But you still can't have some inlined `data:image/*` SVG's on your page or you get "An error occurred while fetching or analyzing the page". Even though chrome renders the SVG just dandy.


Can you provide a specific URL or example where you're seeing this? I can't reproduce this: https://developers.google.com/speed/pagespeed/insights/?url=...


Didn't post before, because looks like link farming, but http://test.thirtytwomachine.com . If I remove the inline `data:image` files, pagespeed doesn't error out anymore. When I hit this problem, I found other people getting this exact behavior according to their online posts. Nuke the inline svg and pagespeed works again.


Interesting. Can I bug you to file this on https://groups.google.com/forum/#!forum/pagespeed-insights-d...? We should investigate what's going on there.


Thanks for caring about a grumpy (non-paying) customer. I'll file it.

I see similar svg issues are posted already: https://groups.google.com/forum/#!searchin/pagespeed-insight...


Also, the error message is a bummer. "An error occurred while fetching or analyzing the page". If you told me some parser state in the error, at least I could feed that back to you guys, even though it'd confuse a great many web developers.


Yep, good feedback. Will route it to the team :)


Here's the google groups thread I just started:

https://groups.google.com/forum/#!topic/pagespeed-insights-d...


This says that the HN homepage is 2.7MB. Seems a bit high, but I’m on mobile so I can’t verify. Is that right?


I think you're misreading the copy: "PSI estimates this page requires 1 additional round trips to load render blocking resources and 0.0 MB to fully render. The median page requires 4 round trips and 2.7 MB. Fewer round trips and bytes results in faster pages."

The 2.7MB is a reference to the median.


Just looked at a reasonably popular post with 116 comments using Chrome developer tools. Came in at 230KB of html and 4.5KB of css/js/images. This would qualify as way larger than the median page, since most pages are stories with <10 comments, user profiles, or individual comments.

How is google getting 2.7MB? Are they also fetching the third party URLs in discussion threads?

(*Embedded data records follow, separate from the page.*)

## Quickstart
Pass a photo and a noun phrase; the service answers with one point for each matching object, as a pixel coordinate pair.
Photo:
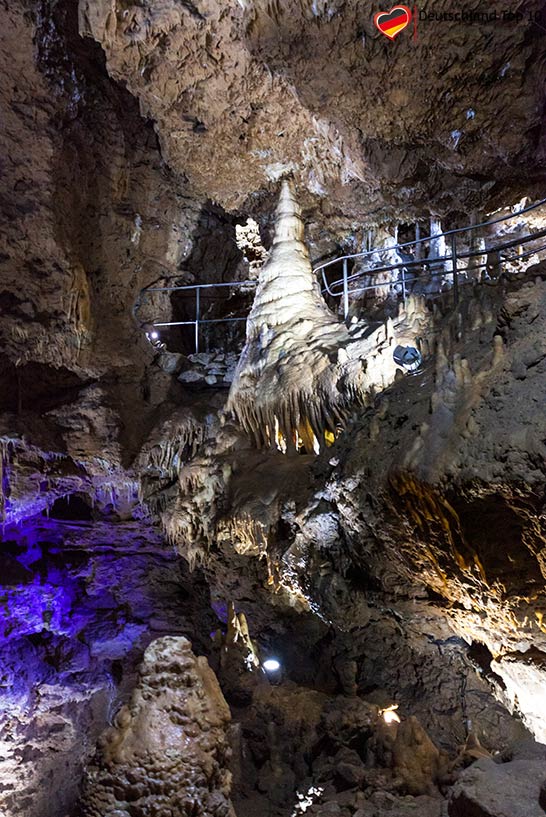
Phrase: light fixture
(390, 715)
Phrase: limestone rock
(168, 751)
(493, 789)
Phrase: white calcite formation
(302, 369)
(167, 753)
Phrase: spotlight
(390, 715)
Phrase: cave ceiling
(446, 119)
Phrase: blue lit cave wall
(81, 596)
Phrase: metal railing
(198, 321)
(341, 287)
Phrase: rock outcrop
(167, 753)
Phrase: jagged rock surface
(167, 753)
(244, 91)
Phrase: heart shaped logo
(391, 23)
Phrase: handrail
(340, 287)
(455, 231)
(153, 336)
(430, 262)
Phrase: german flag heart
(391, 23)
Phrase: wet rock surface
(402, 566)
(509, 788)
(167, 752)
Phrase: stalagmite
(302, 370)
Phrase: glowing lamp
(390, 715)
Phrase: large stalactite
(303, 369)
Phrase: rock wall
(82, 599)
(243, 92)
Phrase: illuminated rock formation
(302, 370)
(167, 753)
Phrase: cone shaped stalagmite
(301, 369)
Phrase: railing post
(197, 316)
(345, 290)
(455, 271)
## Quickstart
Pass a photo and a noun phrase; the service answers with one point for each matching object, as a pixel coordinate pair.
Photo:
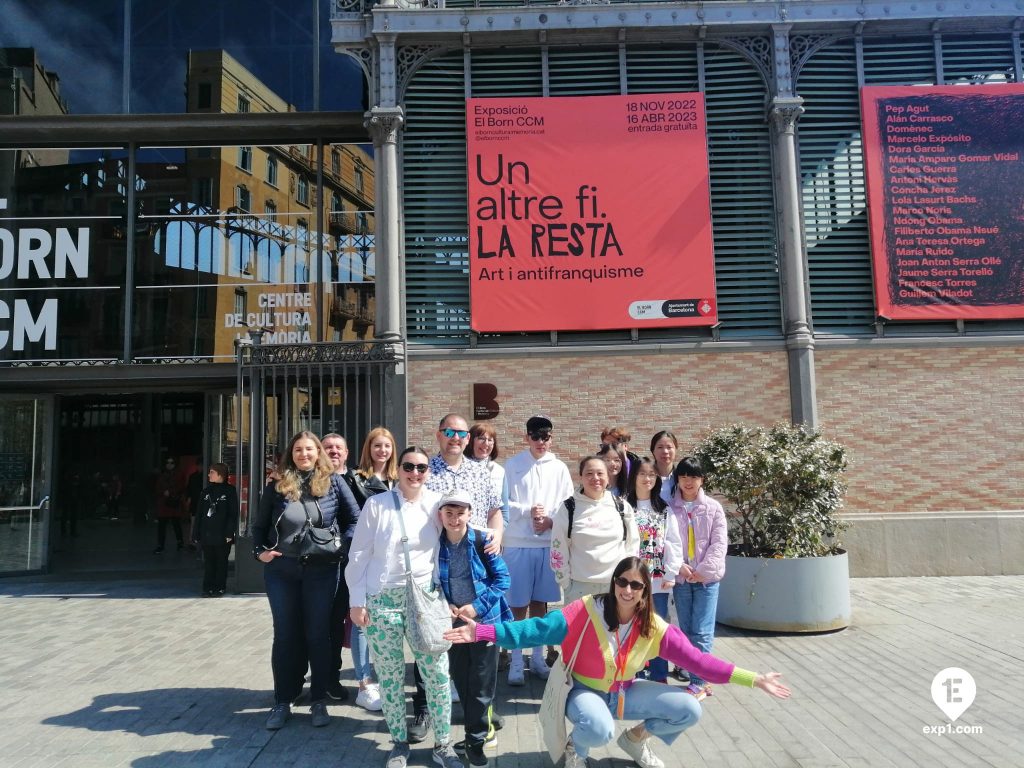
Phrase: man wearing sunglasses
(538, 483)
(452, 472)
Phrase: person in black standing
(216, 518)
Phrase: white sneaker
(515, 671)
(370, 697)
(571, 759)
(538, 666)
(639, 751)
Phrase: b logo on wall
(589, 213)
(945, 193)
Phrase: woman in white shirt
(591, 532)
(376, 577)
(482, 448)
(660, 544)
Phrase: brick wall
(583, 393)
(928, 429)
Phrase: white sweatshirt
(545, 480)
(377, 560)
(596, 546)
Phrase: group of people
(501, 544)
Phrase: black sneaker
(474, 753)
(418, 730)
(337, 691)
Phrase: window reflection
(88, 45)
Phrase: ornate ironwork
(756, 49)
(278, 354)
(351, 6)
(802, 47)
(411, 58)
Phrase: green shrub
(786, 484)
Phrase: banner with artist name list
(589, 213)
(945, 193)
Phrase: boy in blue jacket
(474, 584)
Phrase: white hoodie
(545, 480)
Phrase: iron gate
(345, 387)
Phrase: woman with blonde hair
(306, 494)
(378, 470)
(398, 536)
(482, 448)
(377, 473)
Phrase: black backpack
(620, 507)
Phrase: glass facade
(136, 56)
(222, 239)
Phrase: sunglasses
(624, 583)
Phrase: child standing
(705, 540)
(474, 584)
(216, 518)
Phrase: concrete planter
(800, 594)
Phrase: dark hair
(688, 467)
(610, 448)
(656, 502)
(221, 469)
(475, 431)
(617, 434)
(645, 611)
(440, 424)
(412, 450)
(658, 435)
(591, 458)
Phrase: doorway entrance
(110, 453)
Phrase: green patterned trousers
(386, 634)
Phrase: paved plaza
(99, 673)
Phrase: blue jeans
(696, 605)
(360, 654)
(666, 712)
(300, 598)
(657, 668)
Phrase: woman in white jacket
(591, 532)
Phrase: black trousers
(473, 668)
(300, 604)
(215, 566)
(339, 611)
(162, 530)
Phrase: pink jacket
(711, 537)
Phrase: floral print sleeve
(559, 558)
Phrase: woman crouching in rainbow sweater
(619, 633)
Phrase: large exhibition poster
(945, 190)
(589, 213)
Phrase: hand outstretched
(771, 683)
(464, 634)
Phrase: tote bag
(427, 613)
(553, 705)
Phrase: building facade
(918, 403)
(930, 411)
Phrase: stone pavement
(104, 673)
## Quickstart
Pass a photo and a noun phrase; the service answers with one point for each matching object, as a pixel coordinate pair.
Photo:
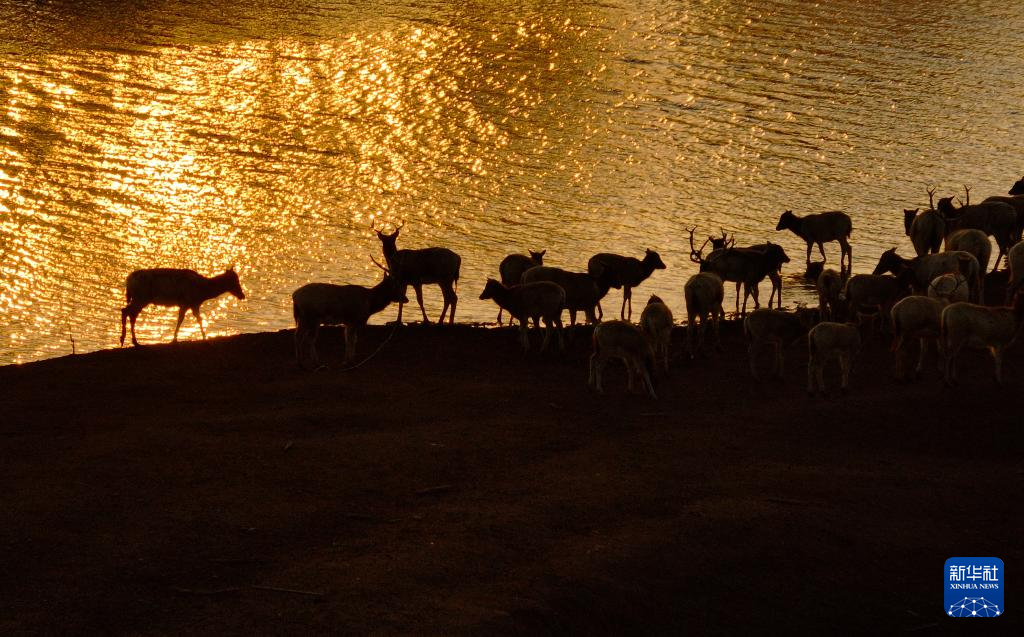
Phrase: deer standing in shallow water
(426, 265)
(821, 228)
(183, 289)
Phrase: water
(268, 134)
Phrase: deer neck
(379, 297)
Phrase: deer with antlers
(995, 218)
(821, 228)
(744, 266)
(419, 267)
(926, 228)
(324, 303)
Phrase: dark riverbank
(454, 484)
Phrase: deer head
(696, 255)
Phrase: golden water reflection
(207, 136)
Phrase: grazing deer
(323, 303)
(744, 266)
(183, 289)
(655, 323)
(620, 339)
(926, 228)
(512, 268)
(542, 299)
(977, 326)
(704, 293)
(583, 292)
(419, 267)
(626, 272)
(928, 267)
(821, 228)
(828, 341)
(995, 218)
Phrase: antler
(386, 270)
(695, 255)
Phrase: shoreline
(454, 484)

Or maybe they mean median session?


I believe that refers to the median of all analyzed pages, not the median page on that domain.

I pointed the tool at a Tumblr blog, and I see: "PSI estimates this page requires 6 additional round trips to load render blocking resources and 1.3 MB to fully render. The median page requires 4 round trips and 2.7 MB. Fewer round trips and bytes results in faster pages."


(Edit: pwinnski was faster than me)

I think 2.7MB is the size of the average web page on the Web on mobile (3.4M on desktop). Which is quite scary. (Edit: though this may refer to pages that are being developed and tested in Page Speed, see the other comment).

I wrote a whole (private, small) website with pictures (photos and images) and styles that includes a maze using JavaScript in 0.6 MB total. I didn't spend too much time in optimizing this.

I cheated a bit: links in this website point to anchors in the same HTML file. This does mean that without this trick, one page would be even lighter.

I would find it hard to write a 3MB webpage without doing it on purpose. Something is wrong with Web development. Stop wasting resources!